Abbiamo una guida in città, un ex compagno di università di Shasha di cui non ho mai capito il nome, J-qualcosa.

Lo raggiungiamo in un ristorante all’ultimo piano di un mall. Come scoprirò in seguito ha una vera passione per i centri commerciali, in un fine settimana ce li fa vedere tutti. Non che per me faccia qualche differenza, i centri commerciali cinesi sono tutti uguali, tranne l’Oriental Plaza di Pechino, che conosco solo grazie alla mia fidanzata, e quello giapponese visitato a Shanghai, più che altro perché prima di allora non ero mai stato su scale mobili a chiocciola.

J-Qualcosa è coetaneo di Shasha, ma sembra molto più giovane. Considerato che io ho 20 anni più di loro mi sento vecchissimo per la maggior parte del tempo. Per fortuna non capisco i loro discorsi, gossip universitario o così mi dicono, sennò mi sentirei ancora di più fuori dal loro mondo.

Così invece posso dare la colpa alle barriere linguistiche e guardarmi intorno con la faccia di chi si è perso.

È un ragazzo molto gentile, non parla una parola di inglese, ma anche così fa il possibile per mettermi a mio agio.

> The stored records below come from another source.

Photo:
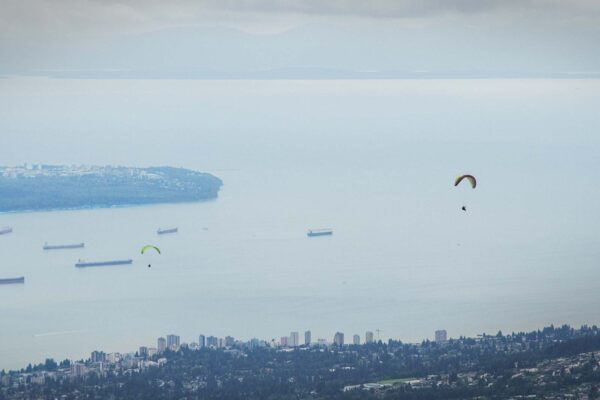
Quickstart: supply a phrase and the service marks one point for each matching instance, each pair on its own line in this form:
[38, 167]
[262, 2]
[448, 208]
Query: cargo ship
[82, 263]
[8, 281]
[319, 232]
[161, 231]
[63, 246]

È anche un appassionato di buona cucina, e ci porta in tutti i ristoranti migliori. Per non trasformare questo post nell’ennesima lista di piatti cinesi mi limiterò a segnalare il ristorante fusion, che non so cosa voglia dire, ma ci ho mangiato la carne con lo zucchero filato e le caramelle, mentre su uno scaffale faceva bella mostra di sé una biografia di Bob Marley.

Ricordo anche un altro posto, ma per la ragione opposta: ci ho mangiato il pesce col ketchup, povera bestia!

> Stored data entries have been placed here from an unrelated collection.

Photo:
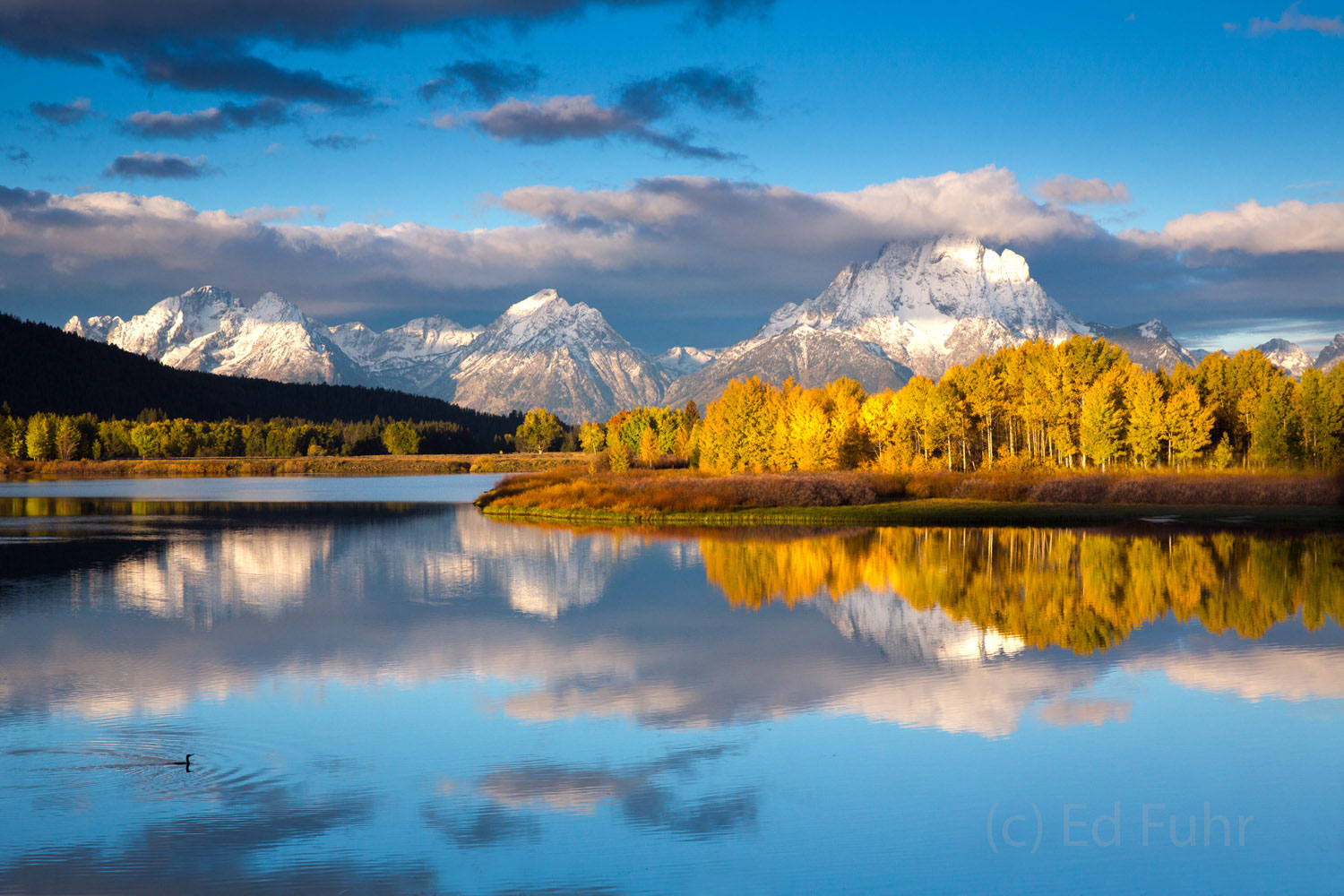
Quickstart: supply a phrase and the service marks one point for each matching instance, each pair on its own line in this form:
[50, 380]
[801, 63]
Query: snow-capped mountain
[406, 358]
[1331, 355]
[935, 304]
[680, 360]
[1287, 355]
[1150, 344]
[811, 357]
[207, 330]
[919, 308]
[546, 352]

Ma non è ketchup, lo facciamo con l’aceto di riso!”

È rosso, sa di ketchup, è ketchup. Vergognatevi!”

Il tempo trascorso a Shanghai non si rivela solo un tour di ristoranti e negozi e centri commerciali, J-Qualcosa ci porta a visitare anche edifici di interesse storico,come un ex mattatoio risalente al 1933: un edificio molto bizzarro, pieno di scale e passerelle che lo fanno somigliare a un quadro di Escher. Adesso è stato trasformato in una specie di centro commerciale stiloso, ospita negozi, bar e gallerie d’arte, ma l’aspetto surreale dell’edificio è ancora evidente, e i richiami art-deco sono una gioia.

Il pomeriggio del 31, al calare dell’oscurità, facciamo in modo di trovarci in prima fila sul lungofiume, a scattare le stesse foto che fanno tutti in questa città, e a cercare di non morire di freddo.

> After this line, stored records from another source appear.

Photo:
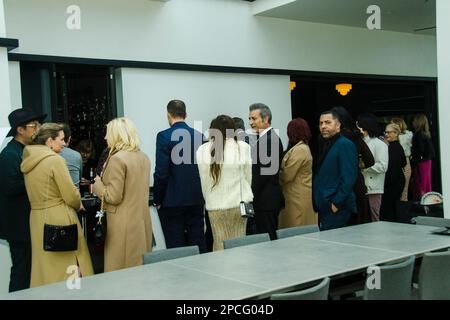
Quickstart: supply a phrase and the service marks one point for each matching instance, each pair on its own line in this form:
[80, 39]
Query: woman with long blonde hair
[124, 190]
[422, 152]
[405, 139]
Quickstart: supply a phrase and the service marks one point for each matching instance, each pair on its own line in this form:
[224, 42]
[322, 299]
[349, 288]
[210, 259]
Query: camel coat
[125, 185]
[54, 200]
[296, 181]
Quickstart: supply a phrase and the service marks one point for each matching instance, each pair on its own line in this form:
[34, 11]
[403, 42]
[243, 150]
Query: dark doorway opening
[82, 96]
[383, 97]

Vicino a noi una sposa mezza nuda indossa un bellissimo abito rosso, col quale immagino che verrà inumata fra qualche ora, se non si sbriga a mettersi qualcosa di più pesante.

Ma morire sul Bund è un po’ una tradizione qui in città, nel 2014 una ressa di 300.000 persone causò 36 vittime. Per questo da allora la città ha bandito i fuochi artificiali, e per la stessa ragione noi, un po’ prima delle otto, schiodiamo verso la metro, che poi la chiudono.

La polizia ha già cominciato a chiudere le strade e intruppare la folla; proviamo a tagliare attraverso un mall e finiamo in un viale, imbottigliati in una folla tipo film apocalittico quando un meteorite sta per distruggere Philadelphia e ti fanno vedere che evacuano la città, con queste lunghe colonne di persone che sciamano sulla pianura coi palazzi alle spalle.

I meteoriti cadono anche su NewYork, ma i suoi cittadini non vengono mai mostrati mentre se ne vanno, perché Manhattan è un’isola, e per abbandonarla devi attraversare i ponti e i tunnel, soluzione molto meno spettacolare quanto a impatto visivo.

Per questo di solito i newyorkesi muoiono tutti, mentre nelle altre città della costa est risultano pochissime vittime.

Se doveste trovarvi a comprare casa da quelle parti ricordatevi di questo post, in caso di apocalisse potrebbe salvarvi la vita.

Riusciamo a saltare al volo sull’ultimo treno e torniamo in albergo, dove ci scoliamo una bottiglia di spumante come tre rockstar maledette. Non scassiamo tutto perché sennò ce lo fanno pagare, ma diciamo un casino di parolacce.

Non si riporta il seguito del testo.